米国の1-3月期のGDP速報値が年率3.2%増となり、事前の予想を上回ったとWSJが伝えていますす。

米1-3月期GDP速報値、年率3.2%増 予想上回る


内訳をみると、GDPの3分の2を占める消費支出が1.2%増と昨年10-12月期の2.5%から半減、
さらに設備投資の尺度である非住宅固定投資も2.7%増と前期の5.4%から綺麗に半減しています。

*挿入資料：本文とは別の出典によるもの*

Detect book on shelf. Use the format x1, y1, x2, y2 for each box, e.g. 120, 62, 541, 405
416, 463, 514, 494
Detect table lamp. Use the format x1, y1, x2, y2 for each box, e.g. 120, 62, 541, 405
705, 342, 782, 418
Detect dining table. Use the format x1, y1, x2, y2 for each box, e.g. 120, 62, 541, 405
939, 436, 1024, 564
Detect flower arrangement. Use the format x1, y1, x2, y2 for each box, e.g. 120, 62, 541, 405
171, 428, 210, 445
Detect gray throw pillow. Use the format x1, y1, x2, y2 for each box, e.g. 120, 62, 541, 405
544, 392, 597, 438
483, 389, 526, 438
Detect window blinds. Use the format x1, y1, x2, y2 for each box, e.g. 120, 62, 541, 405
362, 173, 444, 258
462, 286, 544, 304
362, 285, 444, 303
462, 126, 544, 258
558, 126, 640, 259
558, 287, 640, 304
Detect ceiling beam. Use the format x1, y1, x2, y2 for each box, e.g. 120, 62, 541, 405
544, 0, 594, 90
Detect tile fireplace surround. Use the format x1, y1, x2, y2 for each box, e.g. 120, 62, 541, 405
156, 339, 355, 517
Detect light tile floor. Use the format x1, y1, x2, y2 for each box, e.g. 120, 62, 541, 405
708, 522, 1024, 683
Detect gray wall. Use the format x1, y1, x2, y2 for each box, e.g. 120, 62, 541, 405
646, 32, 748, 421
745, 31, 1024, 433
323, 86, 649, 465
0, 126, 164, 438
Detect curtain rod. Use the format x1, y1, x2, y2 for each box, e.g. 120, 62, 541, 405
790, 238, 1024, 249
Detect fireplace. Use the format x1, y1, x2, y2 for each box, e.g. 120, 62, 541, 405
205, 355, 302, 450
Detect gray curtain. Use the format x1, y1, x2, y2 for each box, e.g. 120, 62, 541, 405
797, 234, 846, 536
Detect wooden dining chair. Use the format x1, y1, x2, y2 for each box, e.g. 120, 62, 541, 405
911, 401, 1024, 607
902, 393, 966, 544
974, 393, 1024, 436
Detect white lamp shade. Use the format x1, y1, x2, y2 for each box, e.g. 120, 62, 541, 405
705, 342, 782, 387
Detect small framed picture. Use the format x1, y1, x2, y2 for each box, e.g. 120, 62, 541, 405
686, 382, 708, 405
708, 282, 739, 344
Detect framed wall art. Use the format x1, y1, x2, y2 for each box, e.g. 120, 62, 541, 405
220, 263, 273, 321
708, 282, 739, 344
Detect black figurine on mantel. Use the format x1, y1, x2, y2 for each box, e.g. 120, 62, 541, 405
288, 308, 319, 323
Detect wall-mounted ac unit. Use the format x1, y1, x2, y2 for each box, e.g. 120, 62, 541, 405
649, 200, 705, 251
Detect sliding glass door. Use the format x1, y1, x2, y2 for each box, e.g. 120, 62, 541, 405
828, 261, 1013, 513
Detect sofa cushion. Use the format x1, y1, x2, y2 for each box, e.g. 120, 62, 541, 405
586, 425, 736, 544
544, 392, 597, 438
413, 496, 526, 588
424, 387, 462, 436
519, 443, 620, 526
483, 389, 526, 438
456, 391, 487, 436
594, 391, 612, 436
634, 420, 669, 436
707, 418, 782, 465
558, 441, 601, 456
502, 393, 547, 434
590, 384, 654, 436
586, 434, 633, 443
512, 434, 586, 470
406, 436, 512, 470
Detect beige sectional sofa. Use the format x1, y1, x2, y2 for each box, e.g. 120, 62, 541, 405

ではなぜ上がったかと言えば、貿易赤字の縮小が大きくGDP成長率を1.03%押し上げたそうです。
さらに在庫投資もGDP成長率を0.67%と押し上げた要因となっています。

要約すると、アメリカ国内の人も企業もお金はあんまり使わなかったけど、関税増やしたおかげで貿易赤字が減って、GDPは上がったよ!

ということになります。(ほんとかよ)

「えー?その割には自分の保有株あんまり上がらないなぁ」と思う方も多いと思います。
そりゃそうです。企業は関税が上がったことで嬉しいことはあまりなく、
むしろモノが中国に売れなくなっているはずで、「もしかしたらもっと貿易戦争が悪化するかも」と在庫を積み増しています。

これが顕著なのがデータセンターで、データセンター向けのメモリを作っているマイクロンは3月下旬に減産に踏み切り、CPUをつくっているインテルも4-6月期の売り上げ見通しを下方修正しています。

以上の半導体関連の、それも部品を作っている企業の不調から、次は完成品を使ってビジネスをしている次の様な企業へと、不調が伝播することが予想されます。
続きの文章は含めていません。